My Uncle's Last Day in Hospice

by Jodi Barnes

In and out of morphine dreams, he flies through the unfinished roof of Illinois sky. Below, matchbox-sized farm machines. A silo becomes his father's thermos, the silver-capped tower from which he stole sips at ten, his first secret. Back then he was golden-haired, a benevolent boy counting sheep and cows from a Dodge Wayfarer's back seat on Sundays, when he thought God counted him in the fold.

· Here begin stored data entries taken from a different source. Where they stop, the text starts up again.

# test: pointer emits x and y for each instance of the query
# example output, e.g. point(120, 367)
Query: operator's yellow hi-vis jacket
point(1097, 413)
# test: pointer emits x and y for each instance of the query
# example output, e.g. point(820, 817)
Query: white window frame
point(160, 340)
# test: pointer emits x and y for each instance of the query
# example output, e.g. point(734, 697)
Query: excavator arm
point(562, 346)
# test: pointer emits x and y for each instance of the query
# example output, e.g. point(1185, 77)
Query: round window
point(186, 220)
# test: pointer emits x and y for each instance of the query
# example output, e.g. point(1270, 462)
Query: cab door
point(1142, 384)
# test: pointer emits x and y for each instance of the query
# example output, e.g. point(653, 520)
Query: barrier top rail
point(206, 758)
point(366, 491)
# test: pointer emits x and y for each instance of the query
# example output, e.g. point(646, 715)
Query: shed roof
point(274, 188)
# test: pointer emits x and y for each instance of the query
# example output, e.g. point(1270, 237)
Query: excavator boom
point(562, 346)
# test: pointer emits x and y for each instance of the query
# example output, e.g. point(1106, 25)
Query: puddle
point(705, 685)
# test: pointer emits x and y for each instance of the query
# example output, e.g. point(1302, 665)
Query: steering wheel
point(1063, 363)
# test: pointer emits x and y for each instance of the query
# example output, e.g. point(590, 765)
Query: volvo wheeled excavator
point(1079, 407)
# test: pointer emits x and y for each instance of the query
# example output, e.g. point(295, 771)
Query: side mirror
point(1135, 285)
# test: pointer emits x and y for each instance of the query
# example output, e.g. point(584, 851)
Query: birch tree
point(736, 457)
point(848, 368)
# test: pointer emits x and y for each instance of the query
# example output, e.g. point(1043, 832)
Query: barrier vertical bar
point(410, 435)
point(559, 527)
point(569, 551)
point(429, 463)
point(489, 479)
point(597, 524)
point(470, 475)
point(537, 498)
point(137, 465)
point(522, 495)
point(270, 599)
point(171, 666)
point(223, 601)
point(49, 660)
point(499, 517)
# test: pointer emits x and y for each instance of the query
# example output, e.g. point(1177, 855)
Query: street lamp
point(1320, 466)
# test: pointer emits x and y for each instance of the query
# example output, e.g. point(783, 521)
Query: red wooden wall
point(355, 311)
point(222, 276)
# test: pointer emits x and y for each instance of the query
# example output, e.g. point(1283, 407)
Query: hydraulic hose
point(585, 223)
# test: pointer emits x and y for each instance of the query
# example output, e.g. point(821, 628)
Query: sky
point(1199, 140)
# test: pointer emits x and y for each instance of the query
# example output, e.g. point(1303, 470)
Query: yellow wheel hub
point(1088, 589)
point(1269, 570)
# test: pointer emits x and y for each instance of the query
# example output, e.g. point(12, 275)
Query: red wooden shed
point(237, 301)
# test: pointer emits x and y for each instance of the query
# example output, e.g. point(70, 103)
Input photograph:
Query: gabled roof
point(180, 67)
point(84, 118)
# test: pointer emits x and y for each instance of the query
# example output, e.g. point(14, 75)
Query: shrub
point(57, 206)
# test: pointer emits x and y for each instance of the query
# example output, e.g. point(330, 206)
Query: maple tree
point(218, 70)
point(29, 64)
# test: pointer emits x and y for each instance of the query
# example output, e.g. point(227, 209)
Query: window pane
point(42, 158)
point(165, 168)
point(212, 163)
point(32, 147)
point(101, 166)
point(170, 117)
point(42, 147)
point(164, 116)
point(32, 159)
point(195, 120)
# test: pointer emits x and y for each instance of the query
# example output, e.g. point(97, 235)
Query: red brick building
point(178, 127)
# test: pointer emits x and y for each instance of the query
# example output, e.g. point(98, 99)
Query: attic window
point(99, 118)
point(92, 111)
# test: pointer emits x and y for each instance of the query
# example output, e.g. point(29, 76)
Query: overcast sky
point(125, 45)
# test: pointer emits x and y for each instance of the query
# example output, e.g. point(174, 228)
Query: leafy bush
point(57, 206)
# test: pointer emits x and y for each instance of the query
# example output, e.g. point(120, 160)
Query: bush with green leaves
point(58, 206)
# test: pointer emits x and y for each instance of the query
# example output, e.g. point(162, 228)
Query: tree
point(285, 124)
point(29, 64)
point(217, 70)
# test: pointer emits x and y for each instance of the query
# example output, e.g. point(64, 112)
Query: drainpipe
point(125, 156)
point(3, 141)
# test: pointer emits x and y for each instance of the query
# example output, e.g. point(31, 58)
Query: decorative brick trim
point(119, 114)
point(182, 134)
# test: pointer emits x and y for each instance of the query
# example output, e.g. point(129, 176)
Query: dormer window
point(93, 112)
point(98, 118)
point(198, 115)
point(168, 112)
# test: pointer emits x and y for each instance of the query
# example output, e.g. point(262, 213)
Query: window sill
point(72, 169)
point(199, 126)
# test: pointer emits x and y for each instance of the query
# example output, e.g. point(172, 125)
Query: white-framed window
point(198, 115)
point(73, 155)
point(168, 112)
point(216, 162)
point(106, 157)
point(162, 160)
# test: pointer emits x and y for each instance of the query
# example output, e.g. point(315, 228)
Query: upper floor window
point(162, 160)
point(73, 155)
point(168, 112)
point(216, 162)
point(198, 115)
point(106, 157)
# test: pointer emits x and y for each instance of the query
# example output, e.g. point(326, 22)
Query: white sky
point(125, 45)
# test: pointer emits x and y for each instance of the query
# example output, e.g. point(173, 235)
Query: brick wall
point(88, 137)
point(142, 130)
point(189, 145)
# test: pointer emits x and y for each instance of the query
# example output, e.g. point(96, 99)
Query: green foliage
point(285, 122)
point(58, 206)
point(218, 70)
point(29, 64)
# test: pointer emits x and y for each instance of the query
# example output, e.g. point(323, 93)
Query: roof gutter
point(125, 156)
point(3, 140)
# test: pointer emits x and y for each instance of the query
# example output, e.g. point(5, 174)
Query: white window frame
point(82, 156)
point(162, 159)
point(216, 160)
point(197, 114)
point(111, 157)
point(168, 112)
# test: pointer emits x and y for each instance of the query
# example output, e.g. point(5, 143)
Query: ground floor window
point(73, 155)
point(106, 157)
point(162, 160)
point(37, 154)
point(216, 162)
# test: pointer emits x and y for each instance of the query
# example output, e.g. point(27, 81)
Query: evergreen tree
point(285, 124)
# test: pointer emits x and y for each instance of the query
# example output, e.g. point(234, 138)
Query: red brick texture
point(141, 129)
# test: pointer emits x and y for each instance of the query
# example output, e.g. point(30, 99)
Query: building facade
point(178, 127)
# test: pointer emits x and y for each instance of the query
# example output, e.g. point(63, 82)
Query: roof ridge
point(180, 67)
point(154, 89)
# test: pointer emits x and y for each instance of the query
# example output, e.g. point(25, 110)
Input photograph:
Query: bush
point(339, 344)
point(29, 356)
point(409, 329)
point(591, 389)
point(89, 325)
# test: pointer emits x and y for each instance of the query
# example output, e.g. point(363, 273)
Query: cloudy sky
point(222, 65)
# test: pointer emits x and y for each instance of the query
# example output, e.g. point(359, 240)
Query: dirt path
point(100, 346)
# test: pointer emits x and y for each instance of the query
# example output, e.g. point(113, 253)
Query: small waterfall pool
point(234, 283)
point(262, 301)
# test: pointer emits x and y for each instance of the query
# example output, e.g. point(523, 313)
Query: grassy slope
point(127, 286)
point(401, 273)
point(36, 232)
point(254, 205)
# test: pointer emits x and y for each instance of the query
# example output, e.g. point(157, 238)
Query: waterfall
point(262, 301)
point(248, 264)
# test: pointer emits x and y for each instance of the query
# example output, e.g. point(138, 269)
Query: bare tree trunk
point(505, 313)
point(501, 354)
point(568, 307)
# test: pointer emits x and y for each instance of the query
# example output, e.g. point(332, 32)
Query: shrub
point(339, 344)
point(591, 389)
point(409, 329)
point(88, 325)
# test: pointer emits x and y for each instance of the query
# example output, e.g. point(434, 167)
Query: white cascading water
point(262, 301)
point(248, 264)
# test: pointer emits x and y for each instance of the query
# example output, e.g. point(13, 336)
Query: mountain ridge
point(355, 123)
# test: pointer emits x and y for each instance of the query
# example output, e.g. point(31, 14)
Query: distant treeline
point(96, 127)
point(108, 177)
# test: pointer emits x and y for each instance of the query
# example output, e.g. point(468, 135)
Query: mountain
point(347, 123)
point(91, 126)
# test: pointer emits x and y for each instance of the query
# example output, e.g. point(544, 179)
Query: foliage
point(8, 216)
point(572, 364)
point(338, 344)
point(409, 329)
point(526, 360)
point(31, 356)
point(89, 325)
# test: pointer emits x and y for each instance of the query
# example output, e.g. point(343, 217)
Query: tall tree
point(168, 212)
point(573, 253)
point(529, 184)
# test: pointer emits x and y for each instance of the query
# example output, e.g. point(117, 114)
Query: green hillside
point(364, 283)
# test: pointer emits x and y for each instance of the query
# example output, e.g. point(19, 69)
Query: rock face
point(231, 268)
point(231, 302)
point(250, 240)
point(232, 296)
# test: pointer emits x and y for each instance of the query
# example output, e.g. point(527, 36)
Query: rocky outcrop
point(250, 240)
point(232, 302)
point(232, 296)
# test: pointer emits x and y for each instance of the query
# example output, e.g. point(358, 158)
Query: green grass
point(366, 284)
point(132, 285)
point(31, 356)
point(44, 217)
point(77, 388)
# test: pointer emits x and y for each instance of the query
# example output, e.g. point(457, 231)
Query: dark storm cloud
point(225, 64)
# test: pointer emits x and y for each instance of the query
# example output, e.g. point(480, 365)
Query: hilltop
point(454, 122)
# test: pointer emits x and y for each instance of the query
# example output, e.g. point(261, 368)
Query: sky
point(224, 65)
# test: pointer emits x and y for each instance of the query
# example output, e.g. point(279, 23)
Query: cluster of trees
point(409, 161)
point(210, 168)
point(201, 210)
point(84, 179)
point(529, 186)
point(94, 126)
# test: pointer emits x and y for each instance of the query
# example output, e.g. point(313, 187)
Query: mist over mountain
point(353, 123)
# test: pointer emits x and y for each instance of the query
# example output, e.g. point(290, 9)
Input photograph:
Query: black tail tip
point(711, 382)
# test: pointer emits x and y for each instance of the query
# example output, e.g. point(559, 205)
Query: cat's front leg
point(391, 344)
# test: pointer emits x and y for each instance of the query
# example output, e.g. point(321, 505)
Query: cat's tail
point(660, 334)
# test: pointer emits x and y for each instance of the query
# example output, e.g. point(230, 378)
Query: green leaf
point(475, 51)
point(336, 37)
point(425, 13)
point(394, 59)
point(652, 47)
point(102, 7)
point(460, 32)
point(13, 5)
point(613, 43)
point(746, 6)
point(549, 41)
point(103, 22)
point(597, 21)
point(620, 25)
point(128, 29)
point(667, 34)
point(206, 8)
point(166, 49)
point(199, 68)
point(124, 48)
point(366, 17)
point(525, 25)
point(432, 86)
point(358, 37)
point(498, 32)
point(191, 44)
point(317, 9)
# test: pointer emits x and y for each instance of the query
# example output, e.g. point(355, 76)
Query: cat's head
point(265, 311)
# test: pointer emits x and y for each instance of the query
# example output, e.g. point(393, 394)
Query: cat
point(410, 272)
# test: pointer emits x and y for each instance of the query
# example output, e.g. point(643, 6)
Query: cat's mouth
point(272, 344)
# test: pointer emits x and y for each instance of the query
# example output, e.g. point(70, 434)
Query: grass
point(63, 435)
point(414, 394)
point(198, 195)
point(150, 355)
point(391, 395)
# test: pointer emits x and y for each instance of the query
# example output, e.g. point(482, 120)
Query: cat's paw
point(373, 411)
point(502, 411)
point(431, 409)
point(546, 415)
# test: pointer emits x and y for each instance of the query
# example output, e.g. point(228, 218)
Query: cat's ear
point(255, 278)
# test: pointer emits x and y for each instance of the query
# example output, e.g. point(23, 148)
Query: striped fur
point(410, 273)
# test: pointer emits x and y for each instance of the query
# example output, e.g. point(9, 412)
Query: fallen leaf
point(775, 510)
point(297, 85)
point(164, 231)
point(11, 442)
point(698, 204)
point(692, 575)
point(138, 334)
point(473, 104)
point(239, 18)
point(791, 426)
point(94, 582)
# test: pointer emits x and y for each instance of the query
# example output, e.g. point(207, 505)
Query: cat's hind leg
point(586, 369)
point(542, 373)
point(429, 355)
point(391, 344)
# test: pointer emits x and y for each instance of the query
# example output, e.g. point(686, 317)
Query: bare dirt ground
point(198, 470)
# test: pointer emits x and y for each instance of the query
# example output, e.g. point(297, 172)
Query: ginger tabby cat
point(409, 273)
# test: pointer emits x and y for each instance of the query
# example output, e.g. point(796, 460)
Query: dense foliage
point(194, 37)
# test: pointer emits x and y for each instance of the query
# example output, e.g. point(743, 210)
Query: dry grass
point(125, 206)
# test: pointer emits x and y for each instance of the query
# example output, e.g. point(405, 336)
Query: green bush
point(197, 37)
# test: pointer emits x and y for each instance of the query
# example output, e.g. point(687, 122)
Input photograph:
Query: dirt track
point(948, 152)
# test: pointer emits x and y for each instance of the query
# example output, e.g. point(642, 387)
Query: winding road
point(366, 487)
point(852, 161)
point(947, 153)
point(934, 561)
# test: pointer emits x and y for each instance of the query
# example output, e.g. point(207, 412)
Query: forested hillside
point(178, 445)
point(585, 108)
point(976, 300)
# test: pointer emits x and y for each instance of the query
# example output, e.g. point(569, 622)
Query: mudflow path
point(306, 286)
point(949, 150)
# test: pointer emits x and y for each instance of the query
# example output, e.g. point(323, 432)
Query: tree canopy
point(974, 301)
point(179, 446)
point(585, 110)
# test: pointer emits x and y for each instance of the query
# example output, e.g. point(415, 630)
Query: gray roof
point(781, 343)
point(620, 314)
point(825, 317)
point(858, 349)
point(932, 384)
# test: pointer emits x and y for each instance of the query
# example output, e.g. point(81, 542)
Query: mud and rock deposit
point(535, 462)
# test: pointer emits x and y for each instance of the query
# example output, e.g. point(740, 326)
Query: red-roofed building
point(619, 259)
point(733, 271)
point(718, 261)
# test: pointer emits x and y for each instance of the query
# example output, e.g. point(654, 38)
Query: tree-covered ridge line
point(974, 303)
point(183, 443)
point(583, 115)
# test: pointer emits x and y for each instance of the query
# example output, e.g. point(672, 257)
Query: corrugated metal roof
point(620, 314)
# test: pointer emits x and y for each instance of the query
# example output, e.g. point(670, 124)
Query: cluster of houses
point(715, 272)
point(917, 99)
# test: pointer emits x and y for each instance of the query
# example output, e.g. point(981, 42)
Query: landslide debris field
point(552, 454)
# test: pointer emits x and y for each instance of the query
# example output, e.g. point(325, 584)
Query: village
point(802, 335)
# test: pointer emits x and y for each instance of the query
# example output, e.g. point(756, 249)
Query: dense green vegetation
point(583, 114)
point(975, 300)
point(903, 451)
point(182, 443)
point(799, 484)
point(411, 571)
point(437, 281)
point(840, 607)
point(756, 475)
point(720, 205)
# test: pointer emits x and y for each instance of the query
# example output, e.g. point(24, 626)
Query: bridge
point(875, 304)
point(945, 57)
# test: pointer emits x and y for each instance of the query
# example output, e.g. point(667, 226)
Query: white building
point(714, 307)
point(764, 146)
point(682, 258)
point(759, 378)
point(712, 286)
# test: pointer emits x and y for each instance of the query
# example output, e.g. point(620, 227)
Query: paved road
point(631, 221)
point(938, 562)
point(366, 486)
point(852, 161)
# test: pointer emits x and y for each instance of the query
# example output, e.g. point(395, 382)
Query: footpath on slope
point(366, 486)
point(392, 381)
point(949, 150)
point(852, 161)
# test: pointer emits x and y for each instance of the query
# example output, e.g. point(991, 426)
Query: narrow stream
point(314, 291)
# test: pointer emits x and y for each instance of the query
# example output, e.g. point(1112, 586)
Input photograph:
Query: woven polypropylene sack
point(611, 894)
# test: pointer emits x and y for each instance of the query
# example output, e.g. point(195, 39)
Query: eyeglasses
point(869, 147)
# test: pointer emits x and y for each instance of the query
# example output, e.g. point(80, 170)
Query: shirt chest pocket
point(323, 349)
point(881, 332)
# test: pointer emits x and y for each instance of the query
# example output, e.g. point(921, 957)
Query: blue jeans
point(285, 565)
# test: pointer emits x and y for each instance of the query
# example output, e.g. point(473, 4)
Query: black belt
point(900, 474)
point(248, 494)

This was before he realized that sky and heaven were different things, before he recognized another kind of nature lived inside, before Pastor Wynn said he'd take up a collection to send the boy to seminary, but lied. This was before the boy's hair turned fire, years before the Navy and hiding places conspired in his own hull.

Again he flies. Lands under Chicago's drop ceiling. He's caged here, but can't remember why. He reassures himself the sky is everywhere. Back home, three hours south, it is February. The toy harvesters are rusting. The silos empty but for frozen tears. The sheep and cows breathe out small clouds under the open roof.

A nurse interrupts to fill a paper cup.

He has grown up and old again. He won't open his mouth until he can drink from the silver thermos perched on a fencepost, long since rotted. The coffee will be warm and sweet, unlike his father's lips once the boy was man enough to confess his second secret.

The nurse is now a priest, chanting. He hears the word forgive and tells the father he's ready.